There were no consequence from asserting my patients rights, other than the silent treatment form the docs, which I can live with until they get over it, besides...it will be a long time before I am on that unit again. I rarely left the patients side, but when I did it was because the nurse made me. She said the patient was "too attached" to me, and that it wasn't healthy. This really p'd me off. I mean, she had no support system...why wouldn't we want someone to help her through each contraction if it was feasible? And, she was my only patient...let me get this right, I am supposed to sit in the break room for two hours doing absolutely nothing instead of helping her? It goes against everything I believe in, and I told her so. The patient eventually went to the OR for C-section because the baby's heart rate was flattening, she wasn't making any progress at all as far as cervical dilation or station, and her water had been broken for a long time (it didn't help that everybody had there fingers up there all the time). I went to the OR with her but wasn't part of the care team (as we usually are by helping out when they need something or charting or whatever else the nurse is doing), instead I only had to sit at her head and keep her company and calm. Again, the nurse tried to make me leave because I was "off" (meaning, I was off work for the day) and again I said I was just fine where I was and would leave after we wheeled her into the recovery room, just as I had promised the patient (she had an epidural, not general anesthesia). Her baby was born, wailing! It was a beautiful sound. And she felt like 10 pounds to me. It was so great to see the baby, and to have the mom awake for it, after all she had been through. She said "I will never forget you and all you have done for me." I said "And I will never forget you and all you have allowed me to learn. I will never forget how strong you were, how strong you are." And I meant it. I will never forget this patient.

From my preceptors (1 for L&B and 1 for PP) final evaluation comments:
"If I were having a baby, I would come find you, even at the level you are right now.
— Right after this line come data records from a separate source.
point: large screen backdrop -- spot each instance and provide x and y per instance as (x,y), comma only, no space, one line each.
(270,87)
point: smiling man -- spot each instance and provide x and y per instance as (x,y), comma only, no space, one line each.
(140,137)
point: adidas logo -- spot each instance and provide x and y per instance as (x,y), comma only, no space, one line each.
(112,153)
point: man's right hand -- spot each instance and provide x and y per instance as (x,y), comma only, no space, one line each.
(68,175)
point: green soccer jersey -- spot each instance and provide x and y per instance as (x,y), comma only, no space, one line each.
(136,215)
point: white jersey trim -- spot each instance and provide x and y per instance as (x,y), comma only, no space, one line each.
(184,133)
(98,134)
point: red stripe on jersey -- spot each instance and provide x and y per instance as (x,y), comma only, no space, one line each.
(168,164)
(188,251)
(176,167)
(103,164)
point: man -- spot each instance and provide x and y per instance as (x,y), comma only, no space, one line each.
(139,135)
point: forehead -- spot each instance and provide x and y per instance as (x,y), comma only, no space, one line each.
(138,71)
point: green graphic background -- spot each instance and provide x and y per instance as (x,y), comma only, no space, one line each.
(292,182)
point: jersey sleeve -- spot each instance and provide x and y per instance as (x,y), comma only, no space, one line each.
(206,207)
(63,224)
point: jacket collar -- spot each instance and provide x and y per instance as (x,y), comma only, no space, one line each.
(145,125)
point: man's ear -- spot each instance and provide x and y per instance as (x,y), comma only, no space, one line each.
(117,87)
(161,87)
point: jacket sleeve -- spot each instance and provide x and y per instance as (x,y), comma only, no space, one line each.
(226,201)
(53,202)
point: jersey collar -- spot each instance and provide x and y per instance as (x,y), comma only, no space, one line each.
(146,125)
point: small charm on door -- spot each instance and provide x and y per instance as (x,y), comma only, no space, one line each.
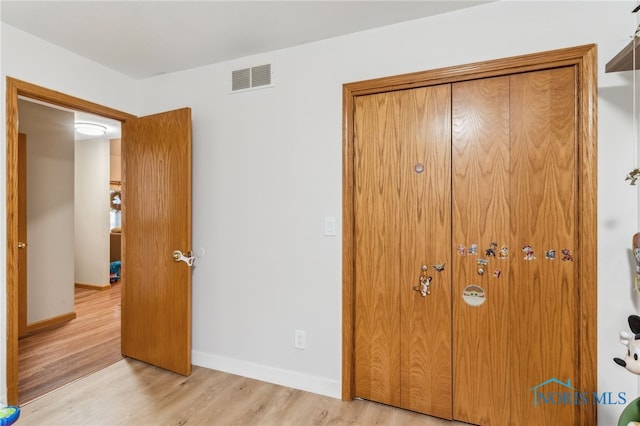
(528,252)
(473,295)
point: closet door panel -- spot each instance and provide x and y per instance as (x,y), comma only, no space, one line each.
(481,355)
(377,228)
(545,290)
(425,239)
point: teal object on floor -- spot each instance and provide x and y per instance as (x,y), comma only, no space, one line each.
(9,415)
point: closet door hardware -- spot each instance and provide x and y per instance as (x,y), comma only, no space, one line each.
(188,258)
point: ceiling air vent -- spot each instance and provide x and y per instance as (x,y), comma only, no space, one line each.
(250,78)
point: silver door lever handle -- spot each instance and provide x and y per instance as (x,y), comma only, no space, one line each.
(188,259)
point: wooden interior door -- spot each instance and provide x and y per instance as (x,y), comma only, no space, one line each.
(22,234)
(514,185)
(156,220)
(402,222)
(544,208)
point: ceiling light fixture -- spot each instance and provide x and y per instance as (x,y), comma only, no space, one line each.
(90,129)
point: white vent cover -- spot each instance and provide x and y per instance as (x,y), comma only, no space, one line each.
(249,78)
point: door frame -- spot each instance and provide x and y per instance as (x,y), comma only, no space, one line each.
(14,89)
(584,59)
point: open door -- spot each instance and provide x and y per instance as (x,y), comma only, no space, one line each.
(156,222)
(22,234)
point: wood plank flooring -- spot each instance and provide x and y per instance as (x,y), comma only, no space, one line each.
(88,343)
(134,393)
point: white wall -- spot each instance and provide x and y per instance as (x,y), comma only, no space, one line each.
(50,257)
(37,61)
(267,170)
(92,211)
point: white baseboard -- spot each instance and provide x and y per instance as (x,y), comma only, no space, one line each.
(265,373)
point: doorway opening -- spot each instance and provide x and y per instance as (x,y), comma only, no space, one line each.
(18,89)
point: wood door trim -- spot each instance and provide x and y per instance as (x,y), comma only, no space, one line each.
(16,88)
(584,59)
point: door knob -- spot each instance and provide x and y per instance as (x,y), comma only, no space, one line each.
(179,256)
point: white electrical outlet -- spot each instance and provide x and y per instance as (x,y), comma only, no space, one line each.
(300,341)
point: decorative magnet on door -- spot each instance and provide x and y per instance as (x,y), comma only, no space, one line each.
(503,253)
(528,252)
(566,255)
(439,267)
(491,251)
(473,295)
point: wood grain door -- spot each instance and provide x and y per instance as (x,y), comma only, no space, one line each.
(22,234)
(156,210)
(514,185)
(402,222)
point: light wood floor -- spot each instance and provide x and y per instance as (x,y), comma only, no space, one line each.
(91,341)
(133,393)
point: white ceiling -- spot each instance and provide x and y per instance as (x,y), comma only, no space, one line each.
(146,38)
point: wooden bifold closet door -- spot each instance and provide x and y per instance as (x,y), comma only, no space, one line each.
(403,221)
(472,185)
You're going to be a wonderful midwife...you're so intelligent...you know when to stand back at let be, and you know when to jump in and you don't hesitate when that time comes...seriously, you're great, and I can't wait to see you back on the floor as a midwifery student."
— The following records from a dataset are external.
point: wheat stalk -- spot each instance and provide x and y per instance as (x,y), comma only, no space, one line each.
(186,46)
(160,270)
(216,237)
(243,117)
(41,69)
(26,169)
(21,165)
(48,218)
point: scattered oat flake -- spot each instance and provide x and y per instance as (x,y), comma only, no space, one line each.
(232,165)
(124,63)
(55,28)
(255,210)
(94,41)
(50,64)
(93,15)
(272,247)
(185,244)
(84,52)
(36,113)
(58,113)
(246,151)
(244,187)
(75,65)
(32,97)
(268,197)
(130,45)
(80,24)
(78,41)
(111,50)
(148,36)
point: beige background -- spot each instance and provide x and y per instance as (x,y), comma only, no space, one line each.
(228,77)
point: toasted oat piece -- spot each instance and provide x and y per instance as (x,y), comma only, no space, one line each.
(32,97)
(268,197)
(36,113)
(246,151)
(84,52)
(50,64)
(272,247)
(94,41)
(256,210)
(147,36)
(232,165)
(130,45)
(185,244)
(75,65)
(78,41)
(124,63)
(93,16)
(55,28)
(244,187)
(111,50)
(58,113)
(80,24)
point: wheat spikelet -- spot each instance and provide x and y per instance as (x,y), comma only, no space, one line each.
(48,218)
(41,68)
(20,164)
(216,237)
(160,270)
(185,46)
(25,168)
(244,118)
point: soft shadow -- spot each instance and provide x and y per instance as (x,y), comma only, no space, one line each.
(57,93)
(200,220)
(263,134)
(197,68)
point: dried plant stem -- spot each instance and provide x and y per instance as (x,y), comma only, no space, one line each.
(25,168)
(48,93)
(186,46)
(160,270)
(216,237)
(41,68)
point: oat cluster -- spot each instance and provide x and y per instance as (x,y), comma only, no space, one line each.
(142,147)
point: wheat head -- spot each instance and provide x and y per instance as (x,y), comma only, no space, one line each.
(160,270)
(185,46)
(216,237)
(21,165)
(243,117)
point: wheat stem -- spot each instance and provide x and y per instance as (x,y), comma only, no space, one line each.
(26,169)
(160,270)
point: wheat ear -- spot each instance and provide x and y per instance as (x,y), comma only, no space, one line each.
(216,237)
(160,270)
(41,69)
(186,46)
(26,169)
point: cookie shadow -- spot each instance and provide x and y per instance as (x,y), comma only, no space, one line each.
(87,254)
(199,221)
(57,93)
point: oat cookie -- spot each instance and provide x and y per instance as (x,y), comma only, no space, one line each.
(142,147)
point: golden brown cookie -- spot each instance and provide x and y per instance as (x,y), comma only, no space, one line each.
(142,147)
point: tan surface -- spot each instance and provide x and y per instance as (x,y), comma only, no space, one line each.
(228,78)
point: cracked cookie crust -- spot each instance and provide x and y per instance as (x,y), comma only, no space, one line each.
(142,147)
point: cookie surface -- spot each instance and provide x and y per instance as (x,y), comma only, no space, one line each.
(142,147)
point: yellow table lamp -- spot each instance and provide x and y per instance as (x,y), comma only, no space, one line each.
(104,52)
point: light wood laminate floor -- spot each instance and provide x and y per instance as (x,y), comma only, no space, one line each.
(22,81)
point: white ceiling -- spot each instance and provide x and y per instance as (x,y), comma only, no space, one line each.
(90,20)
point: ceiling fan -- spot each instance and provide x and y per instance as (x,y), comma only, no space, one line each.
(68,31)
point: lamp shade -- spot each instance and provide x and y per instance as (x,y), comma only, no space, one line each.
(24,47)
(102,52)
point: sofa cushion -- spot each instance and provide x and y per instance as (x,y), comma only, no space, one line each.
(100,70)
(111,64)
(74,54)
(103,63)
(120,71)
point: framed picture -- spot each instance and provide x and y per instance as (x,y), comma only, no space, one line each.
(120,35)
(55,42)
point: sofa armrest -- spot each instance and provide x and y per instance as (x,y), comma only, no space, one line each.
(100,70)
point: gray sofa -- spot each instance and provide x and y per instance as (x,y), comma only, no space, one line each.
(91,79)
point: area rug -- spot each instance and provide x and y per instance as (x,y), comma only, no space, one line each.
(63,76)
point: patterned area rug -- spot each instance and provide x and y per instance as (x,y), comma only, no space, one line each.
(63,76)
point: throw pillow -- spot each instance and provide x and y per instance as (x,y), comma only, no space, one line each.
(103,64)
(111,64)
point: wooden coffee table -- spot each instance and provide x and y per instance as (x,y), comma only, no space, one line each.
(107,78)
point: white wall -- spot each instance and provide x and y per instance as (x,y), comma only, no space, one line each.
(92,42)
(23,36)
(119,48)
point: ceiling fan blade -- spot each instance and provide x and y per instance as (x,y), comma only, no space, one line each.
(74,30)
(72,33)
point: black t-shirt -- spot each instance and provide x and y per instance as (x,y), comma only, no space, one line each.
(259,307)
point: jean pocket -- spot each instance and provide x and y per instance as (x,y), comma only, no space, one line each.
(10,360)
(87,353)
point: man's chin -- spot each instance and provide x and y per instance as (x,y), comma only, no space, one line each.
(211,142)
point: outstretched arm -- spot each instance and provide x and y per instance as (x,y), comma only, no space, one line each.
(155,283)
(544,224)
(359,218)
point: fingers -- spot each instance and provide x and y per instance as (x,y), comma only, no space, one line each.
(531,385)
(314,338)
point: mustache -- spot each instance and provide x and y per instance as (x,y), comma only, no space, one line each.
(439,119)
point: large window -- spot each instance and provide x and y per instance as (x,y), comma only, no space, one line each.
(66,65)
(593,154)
I almost cried. I struggle in class so much that I really wonder about all of this...it seems like it shouldn't be this hard. But I do not generally struggle in clinical when it comes to relating to people, especially women which really keeps me going. You never really know how your preceptor thinks you're doing in clinical until the evaluation comes... It wasn't a validation per se, but rather it was I know I am supposed to be a midwife...now other people know it too...and they know it not because I told them, but because they witnessed it.

1 comment:

kati b said...

wow. Not because I told them, but because they saw it themselves. And they are people with the experience to know it when they see it.
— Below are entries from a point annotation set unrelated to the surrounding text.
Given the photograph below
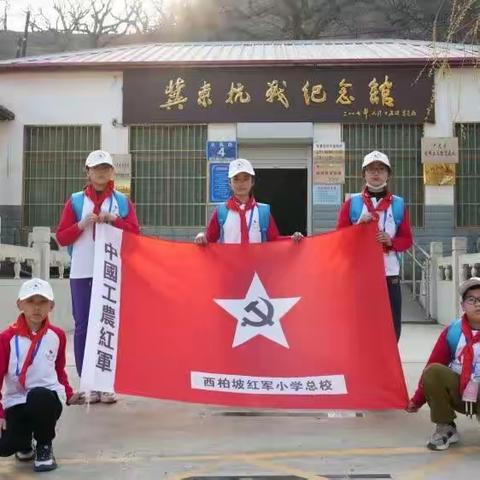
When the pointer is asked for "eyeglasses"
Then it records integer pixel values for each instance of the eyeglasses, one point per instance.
(472, 300)
(381, 169)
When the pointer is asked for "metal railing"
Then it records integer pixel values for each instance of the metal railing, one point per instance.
(416, 272)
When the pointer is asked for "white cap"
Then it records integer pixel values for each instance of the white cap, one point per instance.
(471, 282)
(35, 286)
(240, 165)
(376, 156)
(97, 157)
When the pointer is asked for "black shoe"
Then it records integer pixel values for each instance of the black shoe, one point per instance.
(44, 459)
(25, 455)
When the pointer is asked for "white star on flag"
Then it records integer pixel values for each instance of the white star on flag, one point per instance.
(258, 314)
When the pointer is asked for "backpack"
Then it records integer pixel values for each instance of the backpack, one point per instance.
(263, 218)
(356, 207)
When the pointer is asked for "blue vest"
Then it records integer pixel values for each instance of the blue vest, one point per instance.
(356, 207)
(263, 218)
(78, 198)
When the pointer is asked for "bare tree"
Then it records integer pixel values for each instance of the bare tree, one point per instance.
(464, 22)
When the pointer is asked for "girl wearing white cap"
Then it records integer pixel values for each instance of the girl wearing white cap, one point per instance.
(376, 203)
(241, 219)
(98, 202)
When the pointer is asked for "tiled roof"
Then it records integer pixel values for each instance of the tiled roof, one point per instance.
(253, 53)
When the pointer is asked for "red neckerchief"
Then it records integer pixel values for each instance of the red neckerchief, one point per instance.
(98, 197)
(21, 328)
(235, 205)
(383, 205)
(466, 355)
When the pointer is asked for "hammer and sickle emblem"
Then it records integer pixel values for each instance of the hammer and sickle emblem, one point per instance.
(263, 319)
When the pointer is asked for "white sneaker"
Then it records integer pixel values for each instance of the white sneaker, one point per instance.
(44, 459)
(25, 455)
(108, 397)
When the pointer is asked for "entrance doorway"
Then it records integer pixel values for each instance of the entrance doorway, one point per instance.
(285, 189)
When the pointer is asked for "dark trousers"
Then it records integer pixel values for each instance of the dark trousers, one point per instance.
(441, 387)
(37, 417)
(81, 289)
(395, 295)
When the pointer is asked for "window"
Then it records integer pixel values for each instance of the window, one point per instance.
(467, 191)
(54, 167)
(169, 174)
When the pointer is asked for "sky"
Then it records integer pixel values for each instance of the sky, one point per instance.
(16, 13)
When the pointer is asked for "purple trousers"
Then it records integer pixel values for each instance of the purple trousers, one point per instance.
(81, 289)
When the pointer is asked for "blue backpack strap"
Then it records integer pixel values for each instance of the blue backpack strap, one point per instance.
(453, 335)
(356, 207)
(77, 200)
(122, 202)
(263, 219)
(222, 212)
(398, 209)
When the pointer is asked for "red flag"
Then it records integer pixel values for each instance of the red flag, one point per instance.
(280, 324)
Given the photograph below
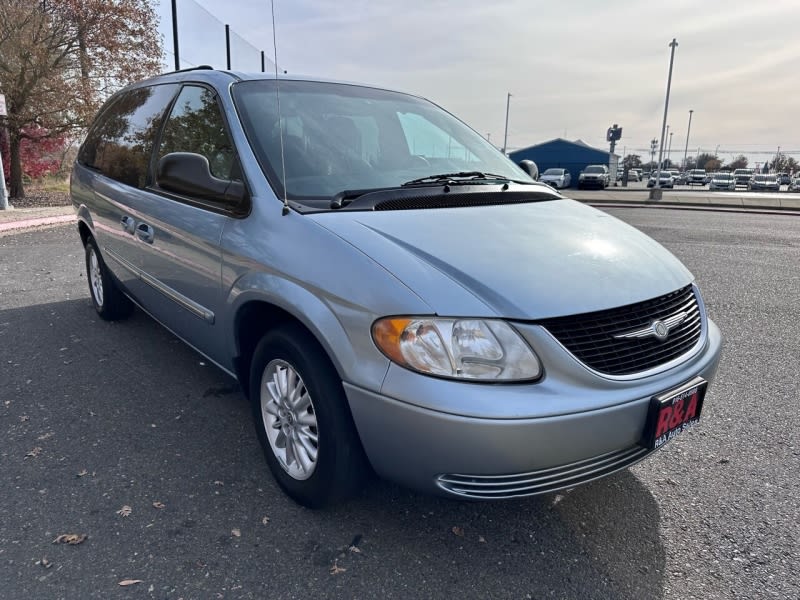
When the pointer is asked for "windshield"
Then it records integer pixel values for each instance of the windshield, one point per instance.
(340, 137)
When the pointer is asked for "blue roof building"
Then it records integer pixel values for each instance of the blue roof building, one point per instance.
(560, 153)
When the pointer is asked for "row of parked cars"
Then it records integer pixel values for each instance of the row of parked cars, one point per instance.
(726, 180)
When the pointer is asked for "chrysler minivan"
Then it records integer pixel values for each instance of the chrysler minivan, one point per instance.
(392, 293)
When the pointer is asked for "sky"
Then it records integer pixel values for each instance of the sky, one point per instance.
(573, 68)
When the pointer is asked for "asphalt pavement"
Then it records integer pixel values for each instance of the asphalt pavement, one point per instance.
(122, 434)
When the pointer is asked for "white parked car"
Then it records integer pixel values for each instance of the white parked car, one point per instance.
(722, 181)
(558, 178)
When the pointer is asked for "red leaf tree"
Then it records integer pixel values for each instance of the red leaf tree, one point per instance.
(59, 59)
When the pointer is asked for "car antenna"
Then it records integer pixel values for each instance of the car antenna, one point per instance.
(285, 210)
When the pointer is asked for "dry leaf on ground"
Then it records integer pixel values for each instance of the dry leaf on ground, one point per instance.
(336, 569)
(34, 453)
(71, 538)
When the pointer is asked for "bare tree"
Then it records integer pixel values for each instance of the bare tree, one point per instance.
(60, 59)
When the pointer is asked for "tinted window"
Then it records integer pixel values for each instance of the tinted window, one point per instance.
(196, 125)
(120, 144)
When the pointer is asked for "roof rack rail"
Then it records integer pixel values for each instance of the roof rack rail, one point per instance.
(197, 68)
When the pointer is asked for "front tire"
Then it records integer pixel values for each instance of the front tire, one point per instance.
(303, 420)
(108, 300)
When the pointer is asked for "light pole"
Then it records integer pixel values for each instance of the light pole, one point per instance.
(505, 137)
(688, 131)
(653, 146)
(669, 149)
(655, 192)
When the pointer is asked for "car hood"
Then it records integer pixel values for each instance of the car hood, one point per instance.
(521, 261)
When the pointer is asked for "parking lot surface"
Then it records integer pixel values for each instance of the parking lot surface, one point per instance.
(120, 433)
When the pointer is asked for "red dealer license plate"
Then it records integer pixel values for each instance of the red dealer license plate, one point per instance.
(673, 412)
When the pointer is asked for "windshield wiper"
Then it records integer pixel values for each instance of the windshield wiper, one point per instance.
(345, 197)
(461, 175)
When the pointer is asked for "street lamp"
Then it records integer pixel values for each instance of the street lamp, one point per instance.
(505, 137)
(688, 131)
(655, 192)
(669, 149)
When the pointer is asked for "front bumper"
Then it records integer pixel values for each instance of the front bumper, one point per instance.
(592, 183)
(462, 439)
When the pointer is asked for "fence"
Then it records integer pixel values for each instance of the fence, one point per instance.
(203, 39)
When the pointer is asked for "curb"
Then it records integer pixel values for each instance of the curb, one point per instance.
(38, 222)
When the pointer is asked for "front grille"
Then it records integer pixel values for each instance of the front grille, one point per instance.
(543, 480)
(590, 336)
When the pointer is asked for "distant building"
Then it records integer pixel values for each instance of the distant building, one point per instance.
(560, 153)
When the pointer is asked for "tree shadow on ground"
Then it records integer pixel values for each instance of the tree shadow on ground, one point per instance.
(124, 414)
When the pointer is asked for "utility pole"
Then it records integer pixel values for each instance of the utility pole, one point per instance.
(653, 146)
(669, 149)
(688, 131)
(4, 205)
(505, 137)
(655, 193)
(175, 35)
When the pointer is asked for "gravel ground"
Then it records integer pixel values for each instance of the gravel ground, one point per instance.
(40, 199)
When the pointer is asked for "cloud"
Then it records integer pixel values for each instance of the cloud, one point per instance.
(574, 67)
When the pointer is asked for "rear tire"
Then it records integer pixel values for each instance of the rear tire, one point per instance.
(303, 419)
(108, 300)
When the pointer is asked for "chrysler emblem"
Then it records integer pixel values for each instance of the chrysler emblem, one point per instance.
(658, 329)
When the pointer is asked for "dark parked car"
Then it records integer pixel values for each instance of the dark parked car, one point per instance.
(743, 176)
(594, 176)
(666, 180)
(357, 259)
(696, 177)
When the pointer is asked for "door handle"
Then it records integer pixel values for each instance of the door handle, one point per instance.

as I get ready for my first round of clinicals, I'm wavering between NOT wanting to have that kind of patient contact, for fear of royally mucking up the works somehow, and really wanting to be a person in the room who is fully focused on patient reaction/care (maybe because I have so little experience/expertise to share?!). It's cool to hear that it's possible, even as a student, to be that present with a patient. And I also think that it's not every student who is.